Several months later, Merrill received an invitation in the mail to attend the first International Poyong Lake Birdwatching Week in December 2019, nearly a year after her first visit to the area. She was invited to deliver one of the keynote speeches, as well as help lead educational activities at the International Nature School.

Nancy Merrill delivers one of the keynote speeches at the first International Poyong Lake Birdwatching Week in China.
Courtesy photo

In her own words, the festival turned out to be a “spectacular event.” Over 800 scientists, academics, government officials, dignitaries and representatives of many international conservation organizations were invited to attend. There were VIP receptions, banquets and an opening ceremony with singers and crane dancers.

“It was very different from our festival to say the least,” Merrill said. “They were trying to make it very grand and impressive for their first year, and they certainly succeeded. It was quite an experience.”

The five-day festival included speeches, forums and birdwatching activities. Merrill’s speech and slide presentation focused on Greater Sandhill Cranes, the species found here in the Yampa Valley, and the ways in which the Yampa Valley Crane Festival helps to promote crane conservation through education. Her talk was given in English with Chinese translation, and her slides were sent ahead of time to have Chinese text added to the English slides.

When interviewed for Chinese television, she emphasized the festival model as a way to not only benefit crane conservation but the fact that it is in line with the establishment of the “Ecological Civilization,” which has been put forth by Chinese President Xi Jinping as one of the top priorities of the Chinese government.

Her favorite part of the week, though, was working with the children at the International Nature School.

Professional Chinese crane dancers perform at the opening ceremony of the China Bird Festival.
Courtesy photo

“The kids were in middle school and they were so friendly and curious.” Merrill said. “They didn’t speak too much English, but they were excited to try out the words and phrases they did know.

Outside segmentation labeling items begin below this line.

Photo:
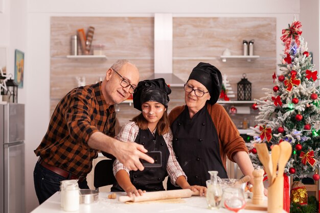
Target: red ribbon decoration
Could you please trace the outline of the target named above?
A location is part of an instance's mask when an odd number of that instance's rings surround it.
[[[275,80],[277,79],[277,75],[276,75],[276,73],[273,73],[273,75],[272,75],[272,79],[273,79],[273,83],[275,83]]]
[[[303,152],[301,152],[300,153],[300,157],[302,158],[301,162],[304,165],[307,164],[307,162],[308,162],[311,167],[313,167],[316,162],[316,160],[313,158],[313,157],[314,157],[314,151],[313,150],[308,152],[307,153]]]
[[[307,69],[306,70],[306,74],[307,74],[306,77],[308,79],[308,80],[310,80],[310,78],[312,78],[312,80],[313,80],[313,81],[315,81],[315,80],[317,80],[318,78],[317,76],[317,75],[318,75],[318,72],[316,70],[314,72],[311,72],[309,69]]]
[[[288,53],[287,53],[287,57],[284,58],[283,60],[284,60],[284,61],[287,62],[288,64],[289,64],[292,63],[292,61],[291,59],[291,56],[290,56],[290,54],[289,54]]]
[[[300,29],[302,27],[301,22],[299,21],[296,21],[291,24],[291,27],[289,25],[288,28],[282,30],[282,36],[280,38],[285,43],[285,53],[287,53],[290,48],[292,37],[295,40],[297,47],[299,48],[300,45],[299,37],[302,33],[302,31]]]
[[[271,98],[272,101],[273,101],[273,103],[275,103],[276,106],[277,106],[278,105],[280,106],[282,106],[282,102],[281,101],[281,99],[280,98],[280,96],[278,96],[277,98],[271,97]]]
[[[271,138],[272,138],[271,128],[260,126],[259,129],[262,131],[261,133],[260,133],[260,138],[261,138],[261,140],[263,140],[264,137],[265,137],[268,143],[269,143],[270,140],[271,140]]]
[[[300,84],[300,80],[295,78],[295,75],[292,75],[289,79],[284,81],[284,85],[287,87],[287,91],[290,91],[292,89],[293,85],[299,86]]]

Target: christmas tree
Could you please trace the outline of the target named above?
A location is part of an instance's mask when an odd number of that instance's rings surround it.
[[[296,180],[312,174],[320,164],[320,93],[316,86],[317,71],[311,62],[307,42],[301,34],[301,23],[294,21],[282,30],[284,54],[279,64],[280,75],[272,76],[276,85],[264,88],[266,96],[256,100],[259,109],[254,136],[248,144],[250,157],[255,167],[261,166],[255,148],[265,143],[269,151],[274,145],[286,140],[292,154],[285,172]],[[313,175],[315,180],[319,175]]]

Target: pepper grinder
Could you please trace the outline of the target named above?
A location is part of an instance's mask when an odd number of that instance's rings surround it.
[[[254,204],[261,205],[263,202],[263,174],[264,171],[262,169],[255,170],[252,172],[254,176],[254,195],[252,202]]]

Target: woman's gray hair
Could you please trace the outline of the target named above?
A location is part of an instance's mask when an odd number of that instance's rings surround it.
[[[130,63],[130,64],[134,65],[134,66],[136,66],[135,65],[133,64],[132,63],[129,61],[127,59],[119,59],[117,60],[117,61],[116,61],[116,62],[115,62],[115,63],[113,64],[111,66],[111,67],[110,68],[111,68],[114,70],[118,72],[120,69],[121,69],[121,67],[122,67],[122,66],[128,63]]]

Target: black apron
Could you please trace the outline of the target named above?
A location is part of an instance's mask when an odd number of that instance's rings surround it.
[[[140,189],[147,192],[165,190],[163,182],[168,175],[167,164],[170,153],[163,137],[159,135],[156,132],[153,137],[149,129],[139,129],[134,142],[143,145],[148,152],[161,151],[162,155],[162,167],[145,168],[142,171],[130,171],[130,179],[131,183],[137,190]],[[123,192],[124,190],[117,183],[113,184],[111,191]]]
[[[205,186],[205,181],[210,179],[209,171],[217,171],[220,178],[228,178],[220,155],[218,133],[207,104],[191,119],[186,106],[171,125],[171,130],[173,150],[191,185]],[[172,184],[170,178],[167,187],[168,190],[179,188]]]

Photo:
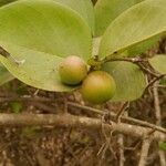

My job was to teach them a crane dance, much like the one we do here in the Fourth of July parade each year. They really got into it, flapping their arms as wings and strutting around. We all had so much fun.”

When the week was over, Merrill left Poyong Lake with strong impressions.

“The primary thing that struck me,” she said, “is that cranes reach across different cultures in their appeal and bring people together.”

And while the Poyong Lake Festival might be a little bit different from the Yampa Valley Festival, Merrill said the message is all the same.

“We need to make a commitment to protect the birds,” Merrill said. “Birds connect us all around the world.”

Sophie Dingle is a contributing writer for Steamboat Pilot & Today.